Se invece fosse stato pronto, chiarisce, “avremmo risparmiato 10mila vite“. Poi c’è il nodo delle mancate zone rosse nella bergamasca. Anche su questo le famiglie non hanno dubbi. “Abbiamo chiesto perché ad Alzano e Nembro, che erano polveriere, non sono state fatte le zone rosse. Ci è stato risposto che chiudere quell’area significava chiudere un polmone economico del Paese e che forse si sarebbe salvata qualche vita. Una risposta del genere è scandalosa. Qualche vita è stata sacrificata per quell’interesse economico”, ha detto ai giornalisti Consuelo Locati, avvocato e rappresentante di ‘Noi denunceremo’. Riguardo a chi avrebbe dovuto istituirle, “la normativa italiana è molto precisa e lo scarico di responsabilità è fasullo”, sostiene il legale, riferendosi alle polemiche scoppiate ad aprile tra il premier Conte e la giunta Fontana. “Lo stesso verbale del Cts del 7 marzo precisa che anche le Regioni potevano istituire la zona rossa. L’accentramento in fase pandemica consente alla presidenza del Consiglio dei Ministri di emanare i Dpcm, ma è fatto salvo il potere di ogni Regione di intervenire per contenere la diffusione di un virus nel momento in cui hanno a disposizione dati che facciano pensare che il rischio è troppo alto”.
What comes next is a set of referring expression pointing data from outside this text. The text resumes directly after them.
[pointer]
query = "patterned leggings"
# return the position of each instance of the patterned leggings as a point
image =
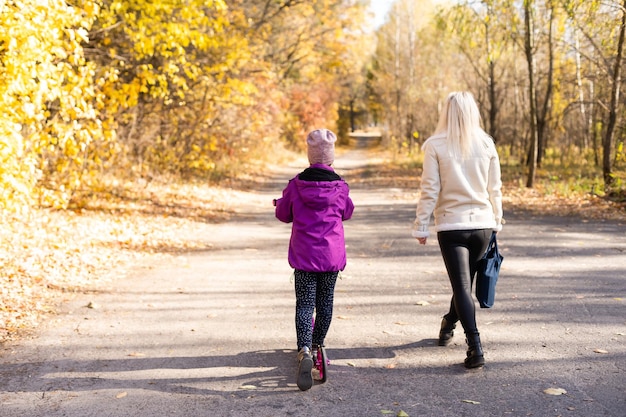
(314, 290)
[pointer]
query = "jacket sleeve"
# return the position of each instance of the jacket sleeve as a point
(349, 208)
(284, 205)
(429, 194)
(494, 188)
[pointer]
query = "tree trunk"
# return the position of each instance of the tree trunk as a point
(607, 142)
(530, 58)
(543, 114)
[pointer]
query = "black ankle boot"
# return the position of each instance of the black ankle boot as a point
(475, 357)
(446, 332)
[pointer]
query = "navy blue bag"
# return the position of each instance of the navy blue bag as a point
(487, 274)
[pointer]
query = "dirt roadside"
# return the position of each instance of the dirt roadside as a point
(211, 333)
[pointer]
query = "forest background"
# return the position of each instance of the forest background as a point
(125, 121)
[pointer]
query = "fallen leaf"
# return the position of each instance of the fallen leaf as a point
(470, 401)
(554, 391)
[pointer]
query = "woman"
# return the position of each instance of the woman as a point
(461, 186)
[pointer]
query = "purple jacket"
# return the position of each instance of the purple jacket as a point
(317, 202)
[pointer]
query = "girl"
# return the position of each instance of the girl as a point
(317, 202)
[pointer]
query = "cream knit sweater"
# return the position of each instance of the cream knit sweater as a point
(462, 194)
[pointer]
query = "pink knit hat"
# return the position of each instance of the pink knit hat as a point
(321, 146)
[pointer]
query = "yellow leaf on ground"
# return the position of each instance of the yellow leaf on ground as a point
(470, 401)
(554, 391)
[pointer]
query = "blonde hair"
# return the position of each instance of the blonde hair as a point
(460, 122)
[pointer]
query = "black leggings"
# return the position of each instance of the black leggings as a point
(461, 250)
(314, 291)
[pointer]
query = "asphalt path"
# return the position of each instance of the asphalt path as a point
(212, 333)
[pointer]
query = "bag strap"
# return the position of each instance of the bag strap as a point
(493, 241)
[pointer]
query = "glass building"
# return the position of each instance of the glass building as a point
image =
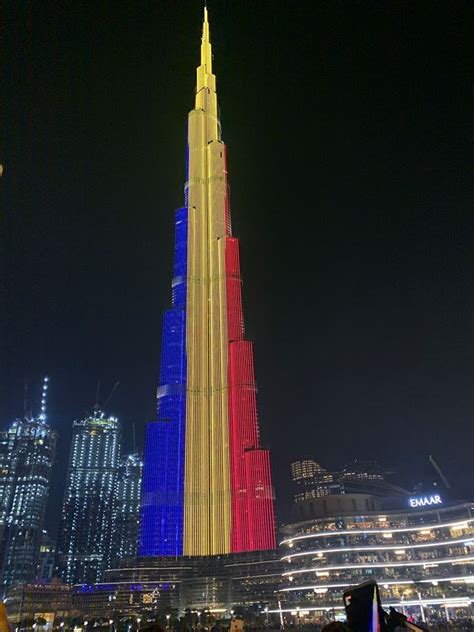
(84, 547)
(26, 461)
(126, 518)
(422, 557)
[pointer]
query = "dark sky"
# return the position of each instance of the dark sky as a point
(347, 125)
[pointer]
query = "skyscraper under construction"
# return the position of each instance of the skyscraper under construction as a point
(207, 486)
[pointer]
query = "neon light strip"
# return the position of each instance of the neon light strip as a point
(324, 534)
(381, 582)
(460, 602)
(391, 547)
(426, 563)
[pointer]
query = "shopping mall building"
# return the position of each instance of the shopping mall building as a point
(421, 553)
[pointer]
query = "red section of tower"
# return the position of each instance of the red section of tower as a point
(253, 526)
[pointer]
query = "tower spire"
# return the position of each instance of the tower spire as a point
(206, 51)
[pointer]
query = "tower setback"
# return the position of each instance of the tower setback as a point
(207, 486)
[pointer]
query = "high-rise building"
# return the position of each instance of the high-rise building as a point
(47, 558)
(6, 479)
(207, 485)
(310, 480)
(84, 547)
(27, 459)
(126, 519)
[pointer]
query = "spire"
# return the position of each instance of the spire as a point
(206, 98)
(206, 51)
(44, 396)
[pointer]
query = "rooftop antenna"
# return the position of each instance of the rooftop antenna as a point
(25, 398)
(111, 393)
(96, 407)
(44, 397)
(438, 469)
Il Comitato non ce l’ha solo con la Lombardia, accusata di aver fatto troppo poco per impedire le migliaia di morti registrate nelle fasi più acute della pandemia. “C’è una dichiarazione del presidente Conte, in cui afferma che l’8 marzo si è accorto che la situazione era diventata troppo grave, per cui ha chiuso la Lombardia e poi l’Italia e così ha difeso il Sud, ma questo ha voluto dire ammazzare la Lombardia”, ha sottolineato il presidente Fusco, assicurando che tutto il materiale raccolto finora sarà messo a disposizione della stampa e della procura. “Non possono dire che è stato fatto tutto bene, perché è stato fatto tutto abbastanza male“. Di chi è la responsabilità? “Cerchiamola”, dice Fusco. “Ma a me sembra che i documenti siano abbastanza chiari e fino a che non riusciremo ad arrivare a determinare la responsabilità che sia giudiziaria o politica noi non ci fermeremo”.